Japan’s National Police Agency reported on December 18, 2025 that more than half of sexual deepfake cases involving victims under 18 were created by classmates or other students at the same schools. The agency said it will start distributing warning materials and using school lectures to discourage teens from making obscene AI‑generated images.
This article aggregates reporting from 1 news source. The TL;DR is AI-generated from original reporting. Race to AGI's analysis provides editorial context on implications for AGI development.
This report is a stark reminder that generative AI harm is no longer abstract or confined to fringe corners of the web. When more than half of reported sexual deepfakes of minors in Japan are being made by classmates, we’re looking at a normalization of AI‑assisted abuse at the peer level. That fundamentally changes the threat model: schools, not just platforms and law enforcement, are now on the front line of AI misuse.

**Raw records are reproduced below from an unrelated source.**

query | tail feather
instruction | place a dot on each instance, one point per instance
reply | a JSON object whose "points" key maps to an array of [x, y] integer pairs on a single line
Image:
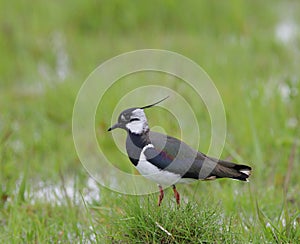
{"points": [[225, 169]]}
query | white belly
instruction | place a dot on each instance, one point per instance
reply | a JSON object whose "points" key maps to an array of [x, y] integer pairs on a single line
{"points": [[153, 173]]}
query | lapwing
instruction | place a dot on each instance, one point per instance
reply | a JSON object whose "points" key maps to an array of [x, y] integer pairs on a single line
{"points": [[167, 160]]}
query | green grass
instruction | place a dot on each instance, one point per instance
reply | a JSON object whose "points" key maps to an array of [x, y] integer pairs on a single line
{"points": [[46, 194]]}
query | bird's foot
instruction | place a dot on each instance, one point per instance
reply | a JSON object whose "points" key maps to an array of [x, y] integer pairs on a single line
{"points": [[161, 195], [176, 195]]}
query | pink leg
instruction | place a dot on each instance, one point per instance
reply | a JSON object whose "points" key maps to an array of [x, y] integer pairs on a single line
{"points": [[176, 195], [161, 194]]}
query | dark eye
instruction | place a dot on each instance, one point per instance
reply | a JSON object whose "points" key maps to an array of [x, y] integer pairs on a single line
{"points": [[134, 119]]}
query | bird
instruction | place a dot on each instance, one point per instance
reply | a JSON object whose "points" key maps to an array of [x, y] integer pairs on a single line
{"points": [[167, 160]]}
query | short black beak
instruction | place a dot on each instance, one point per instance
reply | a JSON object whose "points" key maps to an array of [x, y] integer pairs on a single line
{"points": [[117, 125]]}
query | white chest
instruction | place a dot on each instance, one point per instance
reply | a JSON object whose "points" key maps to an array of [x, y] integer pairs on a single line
{"points": [[153, 173]]}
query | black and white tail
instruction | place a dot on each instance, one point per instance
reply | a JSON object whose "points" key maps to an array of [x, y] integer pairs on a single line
{"points": [[225, 169]]}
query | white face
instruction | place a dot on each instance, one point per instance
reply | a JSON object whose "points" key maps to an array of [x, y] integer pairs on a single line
{"points": [[138, 123]]}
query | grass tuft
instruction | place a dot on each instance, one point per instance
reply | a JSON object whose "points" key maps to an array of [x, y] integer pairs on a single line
{"points": [[144, 222]]}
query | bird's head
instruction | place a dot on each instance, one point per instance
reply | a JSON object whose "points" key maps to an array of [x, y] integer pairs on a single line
{"points": [[134, 119]]}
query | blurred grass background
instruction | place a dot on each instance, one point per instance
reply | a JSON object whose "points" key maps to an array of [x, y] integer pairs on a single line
{"points": [[250, 49]]}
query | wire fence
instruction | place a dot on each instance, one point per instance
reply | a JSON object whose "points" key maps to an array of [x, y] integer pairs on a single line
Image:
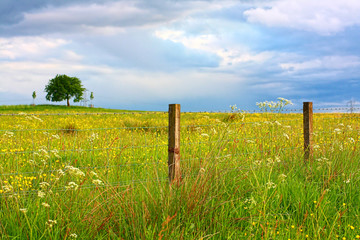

For the race to AGI, this kind of data will drive regulatory and cultural backlash if the industry doesn’t get ahead of safety. As models get better at photorealism and video, the barrier to generating convincing non‑consensual content will keep dropping. That pushes demand for robust provenance systems, watermarking, and detection models that can be deployed at scale in messaging apps and school IT systems. It also strengthens the case for age‑appropriate design codes that explicitly address AI features.
The competitive implication is that foundational model providers and major consumer platforms will be judged not only on capability, but on how effectively they can constrain and monitor misuse—especially by minors. Vendors that can offer built‑in safeguards, auditing hooks and effective detection APIs will be in a much stronger position as policymakers respond to this kind of evidence.